Miguel era un abogado de prestigio, ganado a la par que sus sienes iban plateándose
y aunque llevaba viviendo mucho
tiempo en Madrid, no se había acostumbrado a sus crudos
inviernos tan diferentes a los de Tenerife, aquella isla lejana en el tiempo y el espacio donde se crió y que ahora volvía al
presente gracias a ese inesperado cliente sudamericano.
—España está levantándose. Mi padre asegura que apenas veinte años transcurridos desde la
guerra civil ya puede empezar a ser un
buen lugar para invertir. Es algo que le
hace ilusión —comentaba el joven cliente
—. La tierra tira mucho ¿Verdad, Don
Miguel?
Miguel cada vez que le visitaba alternaba la mirada entre su mesa de roble y aquel sudamericano de tez bronceada y
cabellos oscuros como el carbón.
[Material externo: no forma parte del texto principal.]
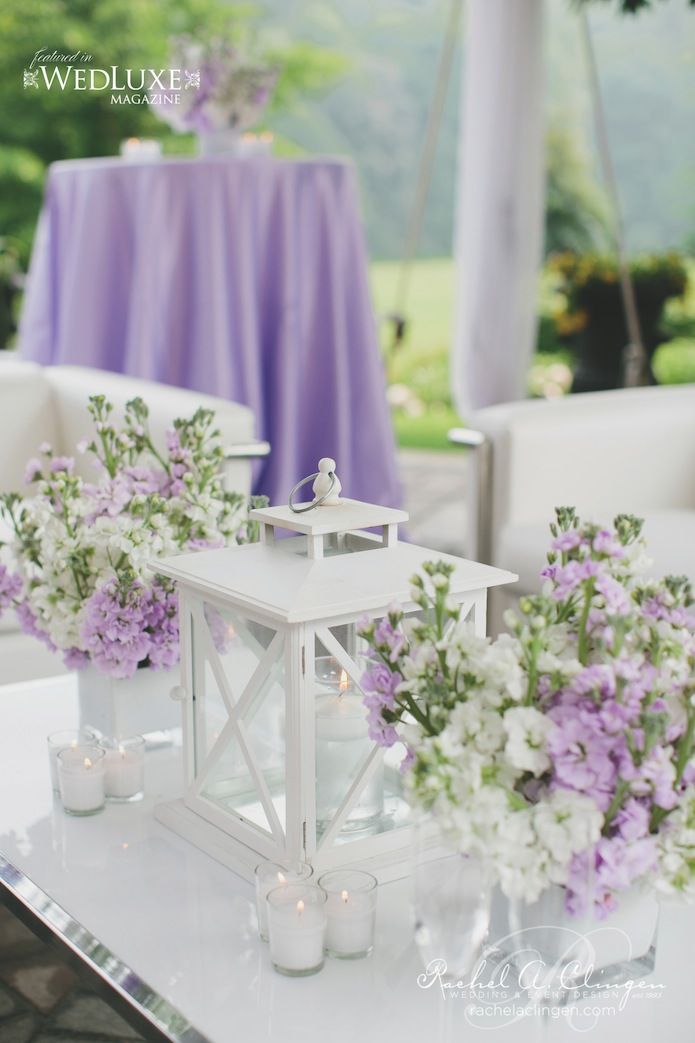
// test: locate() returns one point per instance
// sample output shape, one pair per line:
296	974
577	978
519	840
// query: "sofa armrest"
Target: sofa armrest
466	436
247	451
478	536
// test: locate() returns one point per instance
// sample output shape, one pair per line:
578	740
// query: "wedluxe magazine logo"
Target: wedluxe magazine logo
52	70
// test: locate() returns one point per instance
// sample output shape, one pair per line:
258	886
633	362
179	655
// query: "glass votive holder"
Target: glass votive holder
62	740
124	768
296	928
351	911
274	874
80	771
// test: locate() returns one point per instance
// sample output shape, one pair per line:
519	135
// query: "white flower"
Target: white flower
527	733
566	823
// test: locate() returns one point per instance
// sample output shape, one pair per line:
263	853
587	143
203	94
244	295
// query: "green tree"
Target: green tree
576	209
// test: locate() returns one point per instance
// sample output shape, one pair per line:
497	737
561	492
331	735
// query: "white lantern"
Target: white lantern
278	761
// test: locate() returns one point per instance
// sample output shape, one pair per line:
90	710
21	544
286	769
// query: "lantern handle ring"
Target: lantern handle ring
315	503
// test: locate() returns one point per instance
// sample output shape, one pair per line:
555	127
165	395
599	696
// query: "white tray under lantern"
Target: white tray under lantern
278	761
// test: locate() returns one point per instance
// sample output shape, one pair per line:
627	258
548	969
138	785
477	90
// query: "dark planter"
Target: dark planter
600	345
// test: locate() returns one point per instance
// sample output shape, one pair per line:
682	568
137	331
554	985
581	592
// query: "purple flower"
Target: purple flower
617	602
114	628
632	820
612	866
162	621
580	756
408	760
75	658
29	625
655	778
392	638
10	584
380	730
567	540
569	577
606	542
379	679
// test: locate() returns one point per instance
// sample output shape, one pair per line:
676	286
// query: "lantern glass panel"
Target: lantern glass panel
239	712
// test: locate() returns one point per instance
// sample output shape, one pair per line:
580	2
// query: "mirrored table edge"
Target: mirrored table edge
144	1009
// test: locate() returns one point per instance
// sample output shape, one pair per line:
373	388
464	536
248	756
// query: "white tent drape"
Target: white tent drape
499	235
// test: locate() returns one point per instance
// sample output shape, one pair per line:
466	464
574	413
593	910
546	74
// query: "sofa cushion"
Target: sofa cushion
73	385
670	536
27	418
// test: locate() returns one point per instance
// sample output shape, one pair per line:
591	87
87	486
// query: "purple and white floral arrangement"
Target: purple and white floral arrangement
223	89
76	569
562	752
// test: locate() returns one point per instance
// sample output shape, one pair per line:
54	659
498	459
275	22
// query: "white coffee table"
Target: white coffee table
171	934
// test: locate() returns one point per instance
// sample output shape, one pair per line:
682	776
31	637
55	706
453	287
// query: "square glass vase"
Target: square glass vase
580	955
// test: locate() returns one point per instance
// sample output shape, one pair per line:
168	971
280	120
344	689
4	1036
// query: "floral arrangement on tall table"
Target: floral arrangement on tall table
223	89
562	752
76	569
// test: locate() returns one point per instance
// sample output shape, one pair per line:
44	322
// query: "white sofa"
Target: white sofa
49	405
609	452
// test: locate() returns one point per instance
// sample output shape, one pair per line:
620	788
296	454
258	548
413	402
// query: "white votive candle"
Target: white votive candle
351	910
340	718
81	779
124	768
141	148
296	928
61	741
274	874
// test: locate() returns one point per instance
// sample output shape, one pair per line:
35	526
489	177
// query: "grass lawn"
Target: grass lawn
420	366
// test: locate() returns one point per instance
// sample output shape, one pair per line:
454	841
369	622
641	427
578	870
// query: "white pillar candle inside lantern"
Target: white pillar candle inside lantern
296	928
81	779
351	910
278	758
270	875
342	744
124	768
62	740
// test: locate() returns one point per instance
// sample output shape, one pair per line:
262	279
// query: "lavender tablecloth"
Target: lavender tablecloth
245	279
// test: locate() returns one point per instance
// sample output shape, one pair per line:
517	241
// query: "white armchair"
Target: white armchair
49	405
629	451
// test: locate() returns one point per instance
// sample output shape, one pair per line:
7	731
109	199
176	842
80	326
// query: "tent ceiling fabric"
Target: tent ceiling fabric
499	235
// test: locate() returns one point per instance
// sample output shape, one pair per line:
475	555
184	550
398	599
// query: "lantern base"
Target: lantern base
392	864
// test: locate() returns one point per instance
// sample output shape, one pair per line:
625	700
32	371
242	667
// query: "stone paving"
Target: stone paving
42	999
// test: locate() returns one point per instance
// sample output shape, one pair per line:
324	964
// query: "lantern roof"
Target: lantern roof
343	516
279	581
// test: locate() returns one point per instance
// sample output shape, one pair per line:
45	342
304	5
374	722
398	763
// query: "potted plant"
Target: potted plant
78	568
562	754
593	318
12	281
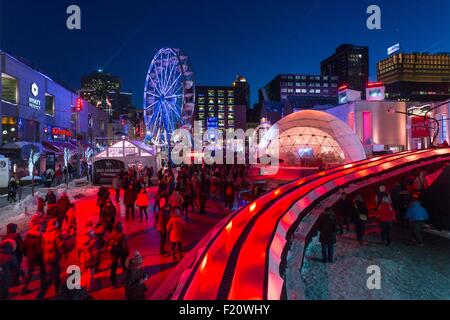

Sentado
frente a él su mera presencia
le sacudía la cabeza removiéndole historias enterradas en el olvido como
hacen las corrientes marinas con el
fondo del mar. Comenzó a rememorar los viajes a América que mucha gente tuvo que hacer cuando estalló la guerra civil en la
península y su metralla moral y de miseria llegó a las islas Canarias.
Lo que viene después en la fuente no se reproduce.